Of course, Tesla sells fewer vehicles and has the distinction among major automakers of producing none with internal combustion engines—and the sustainability report focused on this.
Tesla said it has sold more than 550,000 electric vehicles, for example, with more than 10 billion miles driven. That works out to saving over 4 million metric tons of CO2 compared to conventional driving. Tesla explained this math as follows: “This is the equivalent of saving emissions from being released into the environment from over 500K ICE vehicles with a fuel economy of 22 miles per gallon.”
The report had hard numbers on energy—Tesla said its solar generation of 13.25 terrawatt hours far exceeds the energy consumption of its fleet of cars on the road, at 5.26 terrawatt hours—but provided fewer specifics about worker safety at its auto factory in Fremont, California or the efficiency of its battery gigafactory in Nevada.
On diversity, meanwhile, the company reported that two-thirds of employees at the Fremont factory identify as Asian, Hispanic/Latino, African American or Other. There was no information about other locations.
A shareholder who tracks corporate sustainability said Tesla’s initial report went beyond superficial metrics. “With any first report there’s always going to be room for improvement, though this is kind of a step above most first sustainability reports we see,” said Allan Pearce, a shareholder advocate at Trillium Asset Management in Portland, Oregon. Pearce noted the inclusion of a full greenhouse-gas footprint, a metric often left out of first-time reports.
Tesla said water use per vehicle manufactured dropped by 9 percent from 2016 to 2017. Pearce said investors would have wanted a more data and concrete goals.

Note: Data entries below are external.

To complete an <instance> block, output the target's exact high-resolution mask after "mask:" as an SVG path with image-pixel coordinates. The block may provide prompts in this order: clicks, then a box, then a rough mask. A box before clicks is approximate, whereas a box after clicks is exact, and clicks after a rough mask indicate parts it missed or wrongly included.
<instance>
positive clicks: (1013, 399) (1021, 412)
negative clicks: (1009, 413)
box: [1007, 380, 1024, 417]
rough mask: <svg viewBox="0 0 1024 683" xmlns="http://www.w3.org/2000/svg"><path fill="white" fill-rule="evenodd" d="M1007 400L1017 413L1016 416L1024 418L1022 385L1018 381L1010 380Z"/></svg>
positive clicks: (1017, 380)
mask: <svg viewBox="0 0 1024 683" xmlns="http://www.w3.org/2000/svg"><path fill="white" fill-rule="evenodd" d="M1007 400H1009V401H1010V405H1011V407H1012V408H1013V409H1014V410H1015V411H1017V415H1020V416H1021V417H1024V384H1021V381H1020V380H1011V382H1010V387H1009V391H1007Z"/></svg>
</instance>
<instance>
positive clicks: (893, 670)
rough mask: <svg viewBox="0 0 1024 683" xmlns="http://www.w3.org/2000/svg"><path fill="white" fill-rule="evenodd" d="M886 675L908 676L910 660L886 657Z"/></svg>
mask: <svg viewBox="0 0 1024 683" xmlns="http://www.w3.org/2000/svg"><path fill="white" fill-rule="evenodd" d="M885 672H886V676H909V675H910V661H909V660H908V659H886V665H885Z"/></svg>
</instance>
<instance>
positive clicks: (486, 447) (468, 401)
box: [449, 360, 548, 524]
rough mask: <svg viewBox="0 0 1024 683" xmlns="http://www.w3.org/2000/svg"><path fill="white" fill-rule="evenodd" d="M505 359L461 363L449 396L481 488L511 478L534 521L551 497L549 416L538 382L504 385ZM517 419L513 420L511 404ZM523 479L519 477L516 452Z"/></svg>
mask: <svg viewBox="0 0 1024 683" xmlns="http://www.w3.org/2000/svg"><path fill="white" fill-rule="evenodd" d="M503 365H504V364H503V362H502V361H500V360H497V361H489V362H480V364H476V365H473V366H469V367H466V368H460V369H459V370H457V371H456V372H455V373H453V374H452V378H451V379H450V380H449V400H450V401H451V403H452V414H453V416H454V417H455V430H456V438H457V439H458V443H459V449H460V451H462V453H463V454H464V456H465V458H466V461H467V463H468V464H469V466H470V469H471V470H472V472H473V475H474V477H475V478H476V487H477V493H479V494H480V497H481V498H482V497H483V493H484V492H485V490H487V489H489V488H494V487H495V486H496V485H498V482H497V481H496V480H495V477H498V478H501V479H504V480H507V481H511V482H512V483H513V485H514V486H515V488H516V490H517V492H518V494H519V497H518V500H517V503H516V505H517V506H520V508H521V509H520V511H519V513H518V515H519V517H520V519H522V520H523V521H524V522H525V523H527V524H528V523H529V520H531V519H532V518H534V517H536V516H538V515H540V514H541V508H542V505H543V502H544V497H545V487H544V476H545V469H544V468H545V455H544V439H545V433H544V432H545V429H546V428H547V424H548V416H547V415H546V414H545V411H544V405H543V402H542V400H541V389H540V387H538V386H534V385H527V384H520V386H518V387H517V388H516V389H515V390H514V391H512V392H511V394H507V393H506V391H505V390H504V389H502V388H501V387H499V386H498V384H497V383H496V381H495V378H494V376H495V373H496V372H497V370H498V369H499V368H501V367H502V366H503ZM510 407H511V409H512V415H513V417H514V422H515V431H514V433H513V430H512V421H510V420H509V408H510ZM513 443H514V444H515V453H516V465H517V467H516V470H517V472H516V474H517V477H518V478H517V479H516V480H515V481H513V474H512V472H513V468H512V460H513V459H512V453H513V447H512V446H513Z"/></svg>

Trillium, which oversees about $2.5 billion for socially-conscious investors, had been seeking a sustainability report from Tesla since 2017 after reports of high injury rates at the factory in Fremont. On Tuesday, the firm withdrew a shareholder proposal it had submitted in December asking it to publish the report.
In the future, Pearce said, he’d like to see more analysis about how much greener its cars are compared to internal combustion vehicles.